Большой популярностью во взводе пользовался Петр Осканян. Он оказался на редкость талантливым: хорошо исполнял шуточные песни, которых знал множество, умело рассказывал смешные истории, остроумные анекдоты, мастерски показывал фокусы, не требующие особого реквизита. Такие люди помогали в короткие минуты и часы досуга снять напряжение, ненадолго расслабиться, лучше отдохнуть, набраться сил перед новыми боями. А они следовали один за другим, и саперы привычно выполняли повседневную работу. Старались, конечно, делать все как можно лучше. Ну а как же иначе, ведь это же война, она с каждого спрашивает по самому большому счету. Значит, и у всех других так же. Вот почему, признаюсь, был немало удивлен, когда однажды дивизионный инженер сказал:

— Есть новость: оказалось, что в армии нашу разведку считают одной из лучших. Сам начальник инженерной службы Швыдкой отметил это. Словом, принято решение послать к вам на стажировку взводы инженерной разведки из других дивизий армии. Учить будете. Поняли, какая честь вам оказана?

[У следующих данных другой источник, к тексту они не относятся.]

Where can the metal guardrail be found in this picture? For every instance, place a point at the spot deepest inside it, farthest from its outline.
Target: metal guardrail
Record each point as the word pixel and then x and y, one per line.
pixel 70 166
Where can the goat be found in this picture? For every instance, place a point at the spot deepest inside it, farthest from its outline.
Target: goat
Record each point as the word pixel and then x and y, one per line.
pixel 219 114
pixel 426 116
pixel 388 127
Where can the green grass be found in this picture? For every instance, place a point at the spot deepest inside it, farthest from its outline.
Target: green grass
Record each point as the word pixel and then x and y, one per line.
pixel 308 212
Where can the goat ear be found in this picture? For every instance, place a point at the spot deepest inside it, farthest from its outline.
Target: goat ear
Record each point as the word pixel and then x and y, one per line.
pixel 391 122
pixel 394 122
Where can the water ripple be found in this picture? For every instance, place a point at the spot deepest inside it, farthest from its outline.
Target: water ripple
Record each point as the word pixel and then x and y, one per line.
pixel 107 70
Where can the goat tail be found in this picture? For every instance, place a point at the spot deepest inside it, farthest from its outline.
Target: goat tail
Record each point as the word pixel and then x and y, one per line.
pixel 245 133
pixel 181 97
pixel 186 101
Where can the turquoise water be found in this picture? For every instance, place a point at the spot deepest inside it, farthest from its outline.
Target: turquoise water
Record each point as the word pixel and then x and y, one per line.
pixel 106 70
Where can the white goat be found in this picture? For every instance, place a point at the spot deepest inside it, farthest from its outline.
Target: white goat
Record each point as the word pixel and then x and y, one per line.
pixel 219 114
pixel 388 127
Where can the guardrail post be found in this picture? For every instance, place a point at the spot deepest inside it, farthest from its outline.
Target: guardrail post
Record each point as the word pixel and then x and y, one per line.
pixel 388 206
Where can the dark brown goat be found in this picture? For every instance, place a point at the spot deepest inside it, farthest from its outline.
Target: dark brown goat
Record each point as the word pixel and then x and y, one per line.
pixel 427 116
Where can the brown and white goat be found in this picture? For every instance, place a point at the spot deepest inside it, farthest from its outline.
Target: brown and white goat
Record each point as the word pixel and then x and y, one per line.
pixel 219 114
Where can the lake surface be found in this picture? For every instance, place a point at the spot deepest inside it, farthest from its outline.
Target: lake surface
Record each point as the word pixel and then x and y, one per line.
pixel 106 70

— Честь, конечно, большая, — ответил я, — но не пойму, чем мы ее заслужили, чему и как будем учить.

Ну, понятно, поделимся всем, чем богаты. И не скрою, сам я и все до последнего бойцы, быть может, первый раз прониклись особым чувством гордости, заслужив признание столь высокой инстанции...

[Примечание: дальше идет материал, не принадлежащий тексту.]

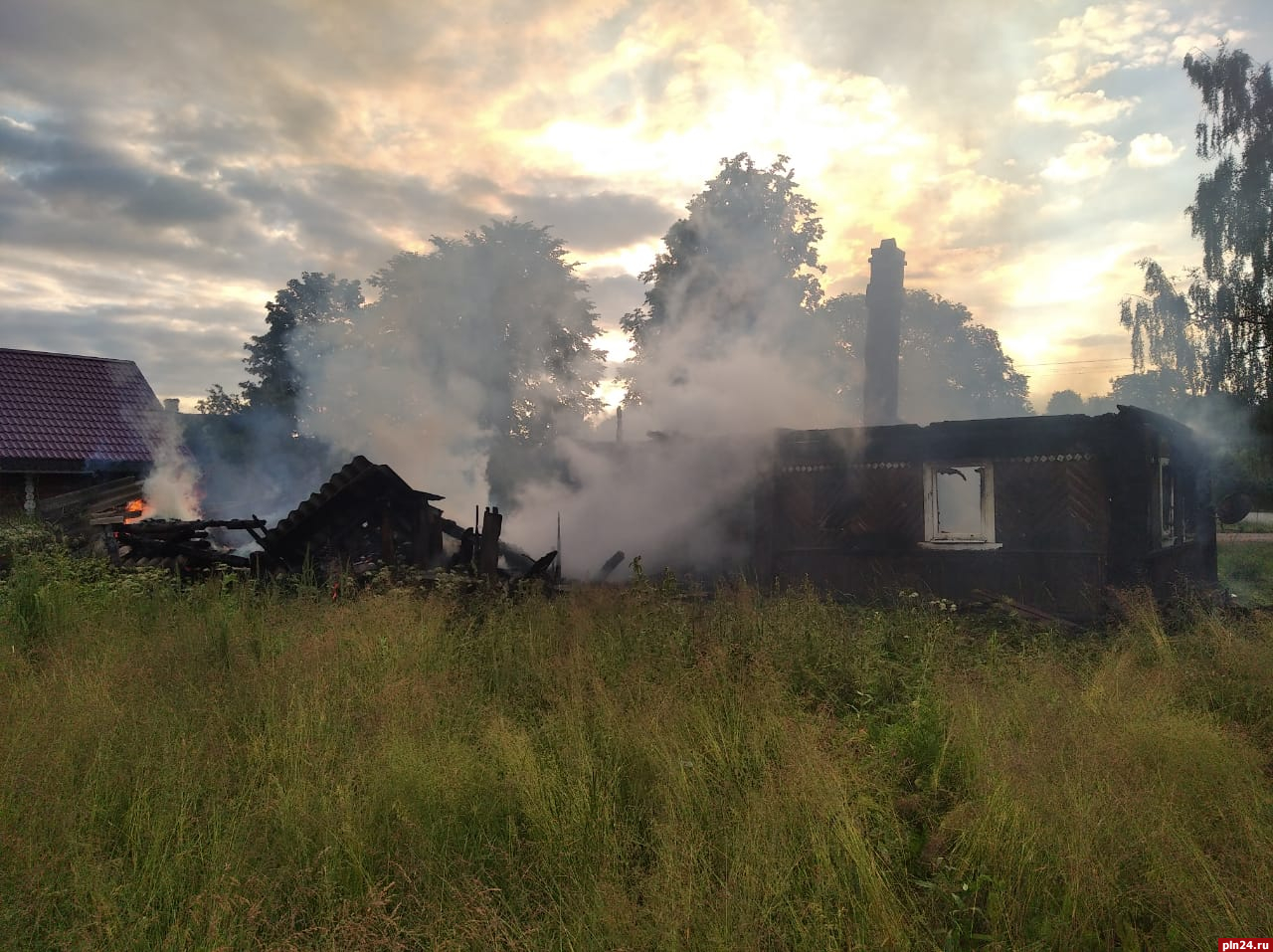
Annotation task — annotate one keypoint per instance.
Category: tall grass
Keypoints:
(217, 768)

Уже во второй половине декабря прибыл к нам на стажировку саперный взвод из соседней дивизии. На подготовленном к тому времени специально оборудованном учебном поле мы собрали все добытые нами образцы вражеских мин, организовали их изучение и практические работы по их обезвреживанию, разминированию учебного поля, провели показные занятия на инженерно-наблюдательных пунктах, выходили с подопечными на нейтральную полосу, привлекали их к участию в поиске и работам по обезвреживанию взрывных устройств непосредственно на минных полях противника.

Вслед за этим взводом прошли у нас стажировку подразделения инженерной разведки других стрелковых дивизий армии. Естественно, я интересовался у стажеров, [104] принесла ли им какую-то пользу такая учеба, и радовался, слыша слова благодарности, заверения в том, что эти воины узнали немало нового, будут действовать впредь более уверенно и надежно. Важно и то, что сами мы не только учили, но и учились, впитывая коллективный боевой опыт, добытый другими фронтовиками. Так что можно смело говорить о взаимообогащении знаниями и навыками, обеспечивающими лучшее выполнение заданий.